Incumbent vendor switches

If you have existing vendor equipments that support OpenFlow, it would be a great way to start your migration path. Vendors such as Cisco, Juniper, and Arista, all have equipments that support OpenFlow. The depth of support and the degree of difficulty varies from vendor to vendor and in some cases, from device to device. Given some of the limitation as we will see later on, using incumbent vendor switch would be a great way to migrate to OpenFlow if you already have matched gears in your possession. In this section, I will use Arista gears running EOS 4.17 as an example. For more details, you can consult the EOS 4.17 OpenFlow configuration manual at https://www.arista.com/assets/data/docs/Manuals/EOS-4.17.0F-Manual.pdf.
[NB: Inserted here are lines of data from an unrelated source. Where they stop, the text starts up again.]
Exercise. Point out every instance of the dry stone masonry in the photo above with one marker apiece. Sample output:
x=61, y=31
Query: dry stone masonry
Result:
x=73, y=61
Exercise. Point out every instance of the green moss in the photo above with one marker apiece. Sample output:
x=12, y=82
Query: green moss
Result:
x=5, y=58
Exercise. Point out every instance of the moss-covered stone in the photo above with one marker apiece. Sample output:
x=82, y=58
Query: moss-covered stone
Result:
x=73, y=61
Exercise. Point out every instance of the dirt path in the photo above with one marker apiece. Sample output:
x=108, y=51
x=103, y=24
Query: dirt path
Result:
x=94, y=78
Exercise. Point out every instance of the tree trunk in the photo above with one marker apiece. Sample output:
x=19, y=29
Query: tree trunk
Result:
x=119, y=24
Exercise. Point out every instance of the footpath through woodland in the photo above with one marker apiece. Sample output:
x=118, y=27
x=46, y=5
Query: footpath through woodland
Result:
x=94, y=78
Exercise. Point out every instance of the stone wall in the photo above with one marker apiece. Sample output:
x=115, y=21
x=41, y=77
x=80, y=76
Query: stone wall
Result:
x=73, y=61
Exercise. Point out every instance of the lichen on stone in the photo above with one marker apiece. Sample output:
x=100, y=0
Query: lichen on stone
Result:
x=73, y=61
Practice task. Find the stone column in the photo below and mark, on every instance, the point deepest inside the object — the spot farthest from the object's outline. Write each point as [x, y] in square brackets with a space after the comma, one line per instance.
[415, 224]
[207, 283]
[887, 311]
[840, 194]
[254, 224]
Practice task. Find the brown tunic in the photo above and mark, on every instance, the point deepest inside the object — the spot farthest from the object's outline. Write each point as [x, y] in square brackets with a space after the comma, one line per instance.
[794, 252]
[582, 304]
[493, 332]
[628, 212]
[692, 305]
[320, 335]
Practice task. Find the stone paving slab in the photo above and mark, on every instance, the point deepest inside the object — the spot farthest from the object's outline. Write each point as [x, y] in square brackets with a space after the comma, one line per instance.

In EOS 4.17, Arista supports OpenFlow in 7050 and 7050X series of switches. However, there are a number of limitations stated in the manual, so read through them to save yourself from some troubleshooting headache in future. For example, it is stated that for switch to controller interaction, TLS is not supported. If you had not read that before you tried to implement TLS, you could have spent hours troubleshooting fruitlessly. Arista also recommends using OpenFlow for the switch, even though in configuration you can bind to certain VLANs.

switch(config)#openflow
switch(config-openflow)#controller tcp:1.2.3.4:6633
switch(config-openflow)#bind mode vlan
switch(config-openflow)#bind vlan 1
switch(config-OpenFlow)#no shutdown

You can examine the state of OpenFlow:

switch(config)# show openflow
OpenFlow configuration: Enabled
DPID: 0x0000001c73111a92
Description: sw3-Arista
Controllers:
configured: tcp:172.22.28.228:6633
connected: tcp:172.22.28.228:6633
connection count: 3
keepalive period: 10 sec
Flow table state: Enabled
Flow table profile: full-match
Bind mode: VLAN
VLANs: 1-2
native VLAN: 1
IP routing state: Disabled
Shell command execution: Disabled
Total matched: 7977645 packets

Arista also supports an OpenFlow-like feature called DirectFlow. It supports all OpenFlow 1.0 match criteria and actions. The big difference between DirectFlow and OpenFlow is that there is no default match action, so table-miss entries are to follow the normal L2/L3 pipeline. DirectFlow is mutually exclusive with OpenFlow. Configuration is straight forward:

switch(config)#directflow
switch(config-directflow)#
switch(config-directflow)#no shutdown
switch(config-directflow)#flow Test1
switch(config-directflow-Test1)#match ethertype ip
switch(config-directflow-Test1)#match source ip 10.10.10.10
switch(config-directflow-Test1)#action egress mirror ethernet 7
switch(config-directflow-Test1)#action set destination mac 0000.aaaa.bbbb

The Arista example demonstrates the limitation we have discussed. The supportability of OpenFlow from incumbent vendor varies from device to software. The vendors typically add their own flavor as they see fit. We have seen an example of Arista, but they are not alone in that each vendor have their own limitation from years of building non-OpenFlow devices. However, if you already have some vendor equipment that matches the criteria, which is a big if, it is a great way to get started.